Question

What is maxima and minima in diffraction?

Answer 1

Hint: We are asked to define the terms maxima and minima with respect to diffraction. In order to do this, we start by defining the process of diffraction, its conditions and then we define the asked terms stating the conditions for their existence as well. We can also add the formula to find the maxima and minima of a certain diffraction pattern.

Formula used:
The formula used to find the maxima of a diffraction pattern is given as, \[d\sin \theta = m\lambda \]
The formula used to find the minima of a diffraction pattern is given as, \[d\sin \theta = \left( {m + \dfrac{1}{2}} \right)\lambda \], Where $m$ is a whole number

Complete answer:
Let us start by defining the process of diffraction and stating the conditions.
Diffraction: In simple words, diffraction is just the bending of light. When light waves come in contact with an obstacle, it tends to bend and move around the object creating a pattern known as the diffraction pattern where there are light and dark colored bands.
Conditions for diffraction: (A) the source of light used for diffraction must be monochromatic. Monochromatic means that the light should be of single wavelength or frequency.
(B) The source of the light should have a comparable wavelength with the size of the obstacle or object.
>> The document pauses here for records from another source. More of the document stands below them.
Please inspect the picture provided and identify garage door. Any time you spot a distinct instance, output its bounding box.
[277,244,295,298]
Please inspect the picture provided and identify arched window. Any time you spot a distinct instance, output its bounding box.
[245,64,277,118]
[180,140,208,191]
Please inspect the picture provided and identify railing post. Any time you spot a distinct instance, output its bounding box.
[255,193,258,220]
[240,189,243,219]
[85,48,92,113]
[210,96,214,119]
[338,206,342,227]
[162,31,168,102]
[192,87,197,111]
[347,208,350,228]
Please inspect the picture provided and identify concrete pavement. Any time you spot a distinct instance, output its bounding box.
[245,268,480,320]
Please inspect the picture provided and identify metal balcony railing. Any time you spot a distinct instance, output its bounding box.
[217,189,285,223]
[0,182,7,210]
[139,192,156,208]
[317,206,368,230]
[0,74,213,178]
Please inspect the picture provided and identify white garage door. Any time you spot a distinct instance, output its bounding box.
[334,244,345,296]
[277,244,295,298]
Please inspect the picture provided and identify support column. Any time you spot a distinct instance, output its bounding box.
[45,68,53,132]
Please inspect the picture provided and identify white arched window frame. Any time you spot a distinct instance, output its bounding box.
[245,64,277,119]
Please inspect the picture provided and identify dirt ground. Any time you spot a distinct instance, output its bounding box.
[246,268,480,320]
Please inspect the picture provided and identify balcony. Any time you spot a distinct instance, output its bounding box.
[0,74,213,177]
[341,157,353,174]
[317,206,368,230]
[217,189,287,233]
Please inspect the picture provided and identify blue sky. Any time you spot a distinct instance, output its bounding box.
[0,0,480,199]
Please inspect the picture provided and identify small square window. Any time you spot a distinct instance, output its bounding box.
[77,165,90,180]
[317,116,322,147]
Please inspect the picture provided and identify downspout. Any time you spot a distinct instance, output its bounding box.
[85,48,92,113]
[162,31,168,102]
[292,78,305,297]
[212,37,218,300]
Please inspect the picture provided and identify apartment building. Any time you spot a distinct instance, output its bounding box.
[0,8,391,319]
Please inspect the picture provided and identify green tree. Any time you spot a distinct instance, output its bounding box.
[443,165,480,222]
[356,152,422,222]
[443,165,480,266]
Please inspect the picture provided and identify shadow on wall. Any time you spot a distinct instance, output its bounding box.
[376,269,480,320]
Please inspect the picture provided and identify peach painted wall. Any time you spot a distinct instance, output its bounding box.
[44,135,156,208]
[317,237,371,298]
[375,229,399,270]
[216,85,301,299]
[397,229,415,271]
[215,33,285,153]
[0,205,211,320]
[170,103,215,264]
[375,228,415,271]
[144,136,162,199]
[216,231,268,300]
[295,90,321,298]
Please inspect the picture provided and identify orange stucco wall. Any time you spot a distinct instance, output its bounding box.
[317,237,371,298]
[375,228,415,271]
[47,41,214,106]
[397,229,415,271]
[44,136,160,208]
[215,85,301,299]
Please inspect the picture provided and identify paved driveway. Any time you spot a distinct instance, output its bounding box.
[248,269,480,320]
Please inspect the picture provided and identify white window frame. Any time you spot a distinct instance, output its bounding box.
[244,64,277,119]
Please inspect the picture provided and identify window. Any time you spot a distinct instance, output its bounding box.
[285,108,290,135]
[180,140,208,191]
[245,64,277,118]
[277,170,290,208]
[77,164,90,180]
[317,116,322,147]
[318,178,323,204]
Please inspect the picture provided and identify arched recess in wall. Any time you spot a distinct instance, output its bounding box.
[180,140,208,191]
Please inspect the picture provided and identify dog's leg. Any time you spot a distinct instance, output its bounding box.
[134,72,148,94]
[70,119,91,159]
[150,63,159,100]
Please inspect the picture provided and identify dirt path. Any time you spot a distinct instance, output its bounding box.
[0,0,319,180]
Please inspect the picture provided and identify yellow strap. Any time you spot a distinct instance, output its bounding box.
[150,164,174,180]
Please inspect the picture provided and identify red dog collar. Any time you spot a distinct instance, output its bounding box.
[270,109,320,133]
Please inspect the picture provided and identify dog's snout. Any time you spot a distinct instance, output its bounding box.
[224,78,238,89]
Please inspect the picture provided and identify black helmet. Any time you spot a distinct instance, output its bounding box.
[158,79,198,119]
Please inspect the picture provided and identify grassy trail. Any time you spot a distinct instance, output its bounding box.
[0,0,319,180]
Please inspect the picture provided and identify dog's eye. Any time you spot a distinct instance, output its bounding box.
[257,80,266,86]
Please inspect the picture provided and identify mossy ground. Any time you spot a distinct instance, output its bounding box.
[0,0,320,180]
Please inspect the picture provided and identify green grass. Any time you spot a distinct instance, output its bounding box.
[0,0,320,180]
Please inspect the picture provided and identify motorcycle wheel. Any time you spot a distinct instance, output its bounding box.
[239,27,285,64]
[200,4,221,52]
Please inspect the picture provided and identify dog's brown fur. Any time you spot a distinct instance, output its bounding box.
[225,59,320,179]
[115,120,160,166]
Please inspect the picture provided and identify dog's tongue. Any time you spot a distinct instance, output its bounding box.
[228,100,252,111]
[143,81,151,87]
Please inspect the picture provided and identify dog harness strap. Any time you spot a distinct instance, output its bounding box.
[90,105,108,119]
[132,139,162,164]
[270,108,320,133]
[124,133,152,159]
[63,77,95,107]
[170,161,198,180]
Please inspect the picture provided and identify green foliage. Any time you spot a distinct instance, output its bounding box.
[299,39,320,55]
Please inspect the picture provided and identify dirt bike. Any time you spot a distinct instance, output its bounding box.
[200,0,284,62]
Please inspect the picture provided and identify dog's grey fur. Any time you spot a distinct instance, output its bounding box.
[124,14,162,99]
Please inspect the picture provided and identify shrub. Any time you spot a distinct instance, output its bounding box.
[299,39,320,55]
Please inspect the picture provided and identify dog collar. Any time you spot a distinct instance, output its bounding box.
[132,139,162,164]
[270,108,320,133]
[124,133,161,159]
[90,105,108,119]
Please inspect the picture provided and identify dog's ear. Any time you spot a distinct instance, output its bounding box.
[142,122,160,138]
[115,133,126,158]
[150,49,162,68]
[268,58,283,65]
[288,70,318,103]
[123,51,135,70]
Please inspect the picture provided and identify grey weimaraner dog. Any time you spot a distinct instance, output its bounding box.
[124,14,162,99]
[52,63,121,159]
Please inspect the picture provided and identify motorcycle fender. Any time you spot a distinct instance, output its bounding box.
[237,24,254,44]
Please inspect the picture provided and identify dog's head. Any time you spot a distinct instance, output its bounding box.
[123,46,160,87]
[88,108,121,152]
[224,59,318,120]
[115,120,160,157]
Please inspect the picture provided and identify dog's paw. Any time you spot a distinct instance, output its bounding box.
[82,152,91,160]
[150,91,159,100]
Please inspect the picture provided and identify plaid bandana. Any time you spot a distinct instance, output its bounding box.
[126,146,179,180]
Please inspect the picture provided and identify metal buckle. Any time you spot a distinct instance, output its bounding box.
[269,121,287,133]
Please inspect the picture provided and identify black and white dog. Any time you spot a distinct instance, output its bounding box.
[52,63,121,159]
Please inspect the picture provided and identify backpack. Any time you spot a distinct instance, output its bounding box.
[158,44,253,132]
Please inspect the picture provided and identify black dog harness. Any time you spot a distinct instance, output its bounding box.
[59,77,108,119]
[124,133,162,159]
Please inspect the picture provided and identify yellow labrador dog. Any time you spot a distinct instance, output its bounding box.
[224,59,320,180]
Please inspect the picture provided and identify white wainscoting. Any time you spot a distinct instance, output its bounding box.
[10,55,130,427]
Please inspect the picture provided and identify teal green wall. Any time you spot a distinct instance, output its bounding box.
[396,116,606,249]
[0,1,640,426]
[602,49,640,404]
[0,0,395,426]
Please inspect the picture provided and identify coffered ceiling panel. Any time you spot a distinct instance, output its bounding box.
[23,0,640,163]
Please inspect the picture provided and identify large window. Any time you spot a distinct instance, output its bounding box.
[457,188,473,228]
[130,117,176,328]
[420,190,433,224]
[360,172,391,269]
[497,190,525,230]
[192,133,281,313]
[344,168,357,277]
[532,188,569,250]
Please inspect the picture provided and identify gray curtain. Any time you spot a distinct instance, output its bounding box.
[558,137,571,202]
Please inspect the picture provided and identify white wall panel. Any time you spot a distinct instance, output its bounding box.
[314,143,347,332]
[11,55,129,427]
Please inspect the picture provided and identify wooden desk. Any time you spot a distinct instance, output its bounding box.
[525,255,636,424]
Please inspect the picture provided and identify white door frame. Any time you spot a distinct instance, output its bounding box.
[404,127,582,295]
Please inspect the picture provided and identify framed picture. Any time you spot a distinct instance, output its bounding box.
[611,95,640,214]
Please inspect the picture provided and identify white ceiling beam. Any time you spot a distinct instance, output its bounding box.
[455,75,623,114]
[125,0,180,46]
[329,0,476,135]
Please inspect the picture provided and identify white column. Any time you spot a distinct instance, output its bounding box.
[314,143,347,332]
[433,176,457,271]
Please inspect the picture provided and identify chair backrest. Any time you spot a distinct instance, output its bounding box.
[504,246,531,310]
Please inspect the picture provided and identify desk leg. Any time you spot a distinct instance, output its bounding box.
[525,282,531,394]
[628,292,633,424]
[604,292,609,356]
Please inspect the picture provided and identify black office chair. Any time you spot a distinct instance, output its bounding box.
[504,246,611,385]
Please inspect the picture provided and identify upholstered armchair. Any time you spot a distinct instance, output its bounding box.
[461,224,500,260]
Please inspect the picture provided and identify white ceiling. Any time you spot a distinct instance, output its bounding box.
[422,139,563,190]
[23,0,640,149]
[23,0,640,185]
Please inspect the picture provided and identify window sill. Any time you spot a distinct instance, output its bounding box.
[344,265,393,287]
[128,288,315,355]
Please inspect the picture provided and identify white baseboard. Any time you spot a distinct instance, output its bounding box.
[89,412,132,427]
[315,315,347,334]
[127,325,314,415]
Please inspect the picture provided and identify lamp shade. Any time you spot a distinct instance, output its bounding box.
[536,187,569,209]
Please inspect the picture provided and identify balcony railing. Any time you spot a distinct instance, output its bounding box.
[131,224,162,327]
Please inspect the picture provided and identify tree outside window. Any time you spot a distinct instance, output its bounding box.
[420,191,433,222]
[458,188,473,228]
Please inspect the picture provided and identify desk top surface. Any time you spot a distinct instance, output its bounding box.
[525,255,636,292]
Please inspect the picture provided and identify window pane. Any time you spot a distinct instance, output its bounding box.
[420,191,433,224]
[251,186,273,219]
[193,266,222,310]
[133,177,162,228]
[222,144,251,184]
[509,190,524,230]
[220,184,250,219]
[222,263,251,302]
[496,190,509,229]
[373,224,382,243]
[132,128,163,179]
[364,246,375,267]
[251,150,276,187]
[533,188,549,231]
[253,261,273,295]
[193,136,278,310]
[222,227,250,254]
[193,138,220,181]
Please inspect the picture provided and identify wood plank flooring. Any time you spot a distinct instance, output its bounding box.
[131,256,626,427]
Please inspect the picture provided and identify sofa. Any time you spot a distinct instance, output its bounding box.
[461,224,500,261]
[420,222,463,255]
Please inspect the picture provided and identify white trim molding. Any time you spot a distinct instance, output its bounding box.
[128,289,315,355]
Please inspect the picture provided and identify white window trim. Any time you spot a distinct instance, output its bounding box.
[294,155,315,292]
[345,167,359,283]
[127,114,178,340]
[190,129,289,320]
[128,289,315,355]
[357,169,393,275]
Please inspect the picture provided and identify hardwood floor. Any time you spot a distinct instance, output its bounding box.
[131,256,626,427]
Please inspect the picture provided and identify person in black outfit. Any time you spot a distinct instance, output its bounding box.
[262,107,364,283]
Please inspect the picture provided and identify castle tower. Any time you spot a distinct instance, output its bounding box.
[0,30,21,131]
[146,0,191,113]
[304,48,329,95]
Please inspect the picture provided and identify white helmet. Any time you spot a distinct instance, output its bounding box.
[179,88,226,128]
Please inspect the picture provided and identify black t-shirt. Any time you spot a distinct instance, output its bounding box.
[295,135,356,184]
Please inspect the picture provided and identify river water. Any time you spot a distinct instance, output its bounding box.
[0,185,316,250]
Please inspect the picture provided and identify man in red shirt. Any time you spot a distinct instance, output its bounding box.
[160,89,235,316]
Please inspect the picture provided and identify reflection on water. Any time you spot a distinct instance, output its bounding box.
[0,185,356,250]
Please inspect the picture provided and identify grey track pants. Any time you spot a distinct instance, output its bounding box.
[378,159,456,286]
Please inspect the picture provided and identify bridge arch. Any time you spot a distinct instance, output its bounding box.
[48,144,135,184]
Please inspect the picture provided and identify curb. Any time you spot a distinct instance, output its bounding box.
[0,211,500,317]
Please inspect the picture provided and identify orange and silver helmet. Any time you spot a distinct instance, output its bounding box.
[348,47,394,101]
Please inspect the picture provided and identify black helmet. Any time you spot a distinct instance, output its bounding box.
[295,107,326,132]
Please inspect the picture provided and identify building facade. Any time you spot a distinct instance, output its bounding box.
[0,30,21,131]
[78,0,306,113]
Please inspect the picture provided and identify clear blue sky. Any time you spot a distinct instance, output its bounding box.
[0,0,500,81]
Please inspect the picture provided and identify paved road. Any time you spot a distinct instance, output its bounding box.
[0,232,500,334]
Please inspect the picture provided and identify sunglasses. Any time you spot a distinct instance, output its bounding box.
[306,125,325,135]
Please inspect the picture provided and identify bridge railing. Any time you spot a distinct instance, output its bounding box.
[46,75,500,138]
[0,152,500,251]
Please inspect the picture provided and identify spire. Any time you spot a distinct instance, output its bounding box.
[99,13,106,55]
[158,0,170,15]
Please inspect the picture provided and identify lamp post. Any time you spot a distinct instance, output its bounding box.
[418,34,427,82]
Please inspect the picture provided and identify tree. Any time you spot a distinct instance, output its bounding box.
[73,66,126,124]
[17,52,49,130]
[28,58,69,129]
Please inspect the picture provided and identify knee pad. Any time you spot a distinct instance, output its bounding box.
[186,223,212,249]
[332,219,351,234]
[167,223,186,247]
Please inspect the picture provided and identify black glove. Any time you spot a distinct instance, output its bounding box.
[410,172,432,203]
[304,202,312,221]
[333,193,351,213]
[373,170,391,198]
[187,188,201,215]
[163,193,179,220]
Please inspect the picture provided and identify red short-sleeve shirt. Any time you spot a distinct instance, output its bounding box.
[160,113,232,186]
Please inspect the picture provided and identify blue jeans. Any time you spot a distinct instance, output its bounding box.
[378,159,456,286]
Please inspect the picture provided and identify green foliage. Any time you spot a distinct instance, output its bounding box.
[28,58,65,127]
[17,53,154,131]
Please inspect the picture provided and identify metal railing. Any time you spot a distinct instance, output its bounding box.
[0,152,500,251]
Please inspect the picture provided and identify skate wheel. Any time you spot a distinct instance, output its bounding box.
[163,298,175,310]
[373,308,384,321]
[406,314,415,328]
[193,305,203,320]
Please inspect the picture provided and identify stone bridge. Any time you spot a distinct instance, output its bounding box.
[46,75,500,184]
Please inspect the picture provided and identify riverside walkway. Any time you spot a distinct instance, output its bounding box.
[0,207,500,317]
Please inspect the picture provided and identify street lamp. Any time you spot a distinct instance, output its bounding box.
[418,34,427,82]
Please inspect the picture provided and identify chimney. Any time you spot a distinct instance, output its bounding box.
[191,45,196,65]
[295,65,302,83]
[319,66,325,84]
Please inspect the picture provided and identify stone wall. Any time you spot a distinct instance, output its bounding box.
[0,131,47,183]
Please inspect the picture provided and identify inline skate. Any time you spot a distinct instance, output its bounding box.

Maxima: It is the point where two crests or troughs of two different wavefronts meet.
The formula for maxima is given by \[d\sin \theta = m\lambda \]
Minima: It is the point where a crest and a trough of two different wavefronts meet.
The formula for minima is given by \[d\sin \theta = \left( {m + \dfrac{1}{2}} \right)\lambda \]

Note:
An important point to be remembered is that the width of the slit must be comparable or as the same order of magnitude as the wavelength of the incident monochromatic source light.